Before the selectees receive funding, the Energy Department will spend the next several months negotiating cooperative agreements with a goal of including legally enforceable agreements to see through the Biden Administration’s labor vision, including collective bargaining agreements and community benefit agreements.

Collective bargaining agreements are a legal contract between employers and labor unions. The agreements are the result of an extensive negotiation process between workers and employers that covers topics such as wages, hours, terms, and conditions of employment.
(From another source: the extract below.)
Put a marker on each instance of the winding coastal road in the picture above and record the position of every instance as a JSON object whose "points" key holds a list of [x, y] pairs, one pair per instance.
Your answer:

Community benefit agreements are signed by community coalitions and project developers which identify the community and labor benefits a developer agrees to deliver in return for community support or workforce availability for a project. They often include benefits such as guaranteed minimums for local hiring, the inclusion of affordable units in new housing, and the development or improvement of parks or community facilities.

The agency describes four priorities for hubs’ community benefit agreements including engaging communities and labor; investing in America's workforce; advancing diversity, equity, inclusion, and accessibility; and implementing the Justice40 Initiative, an Executive Order that aims to ensure that forty percent of the overall benefits of certain federal investments flow to disadvantaged communities. Energy Department officials have produced guidance and a webinar series outlining the role of the community benefit plans for the hubs available here.

What is especially noteworthy is that even after the initial negotiation is completed, the Department has structured the Clean Hydrogen Hubs program to include several “go/no-go” review periods in which agency officials will review compliance with labor and community benefit goals before issuing subsequent funding is awarded to the hubs.

The DOE will monitor compliance with labor and community benefit goals before issuing subsequent round of funding to the Regional Clean Hydrogen Hubs.
Source: U.S. Department of Energy

Growing Union Role in Aligning Tech and Talent Development

Unions are having a come-back moment in the United States, and they will be key to ensuring that federal investments in regional innovation like the Clean Hydrogen Hubs lead to an equitable innovation economy in which more Americans can benefit from advances in technological innovation.

American support for unions has been rising since 2009, and an August 2023 Gallup poll suggested the public is rallying behind expanding union influence with two out of three Americans supporting unions.

President Biden who has taken a position as the “most union-friendly president in American history” became the first sitting U.S. president to join picket lines alongside workers participating in the United Auto Workers Strike where concerns about union members losing out in the transition to electric vehicles was a point of contention.

Unions have been front and center in the debate around AI in the workplace as seen by the recently signed agreement by the Writers Guild of America in Hollywood around concerns of AI adoption by employers in the entertainment industry.

While much work is needed to ensure that implementation reflects the vision outlined by the Biden Administration, signs point to strong indicators that labor leaders will have a meaningful role in shaping the job creation and retention, upskilling, and workforce pathways needed for successful hubs that lead to inclusive economic growth in the hydrogen economy.

Labor and workforce leaders are encouraged to begin engaging with hub leaders as the department advances its contract negotiation process with selectees.